CDC was forced to correct journal article about Pittsburgh VA Legionnaires’ outbreak

[EXCERPT FROM THE PITTSBURH POST-GAZETTE; Sean D. Hamill:shamill@post-gazette.com or 412-263-2579 or Twitter: @SeanDHamill.]

The new head of the Centers for Disease Control and Prevention told U.S. Rep. Tim Murphy on Tuesday afternoon that she would “look into” why the CDC had to correct a journal article about the Legionnaires’ outbreak at the Veterans Affairs Pittsburgh Heatlhcare System.

That promise from Brenda Fitzgerald, the former head of the Georgia Department of Public Health who was just appointed to the CDC on July 7, came after Mr. Murphy gave her a copy of the Post-Gazette’s July 23 article that examined why the CDC corrected the journal article — a rare and embarrassing move for researchers.

“The first thing I did was hand her [the Post-Gazette’s] latest article,” Mr. Murphy said in a phone interview after the meeting. “She told me she’s going to look into this.”

Dr. Fitzgerald told Mr. Murphy she was unfamiliar with the issue, but Mr. Murphy explained that it was an important issue that deserved additional attention.

The CDC was forced to make a correction to the Clinical Infectious Diseases journal article last month after the Post-Gazette ran a two-part series in December about the CDC’s investigation and reporting of the outbreak.
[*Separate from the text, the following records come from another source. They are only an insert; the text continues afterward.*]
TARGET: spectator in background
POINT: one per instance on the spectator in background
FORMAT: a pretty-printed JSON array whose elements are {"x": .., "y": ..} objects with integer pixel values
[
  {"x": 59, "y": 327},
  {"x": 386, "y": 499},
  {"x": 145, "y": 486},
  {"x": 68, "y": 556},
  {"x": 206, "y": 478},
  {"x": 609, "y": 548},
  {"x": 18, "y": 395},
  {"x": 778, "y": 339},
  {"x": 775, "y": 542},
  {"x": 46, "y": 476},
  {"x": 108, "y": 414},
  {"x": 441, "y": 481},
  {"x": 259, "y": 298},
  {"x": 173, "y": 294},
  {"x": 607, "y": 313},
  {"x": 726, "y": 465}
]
The Post-Gazette’s stories demonstrated that the CDC’s investigators and leaders held biases before they began the 2012 investigation of the Legionnaires’ outbreak at the Pittsburgh VA. The outbreak sickened 22 veterans and led to the deaths of six of them. Those biases led to questionable investigation techniques and alteration of data in the journal article from what was originally discovered during the investigation.

“This is a huge breach of science [in an outbreak] that led to deaths,” Mr. Murphy said in an interview Tuesday.

The investigators and leaders openly expressed bias against the copper-silver ionization system that the Pittsburgh VA used to combat Legionella in its water, as well as bias against two former VA researchers who are experts on Legionnaires’, Victor Yu and Janet Stout.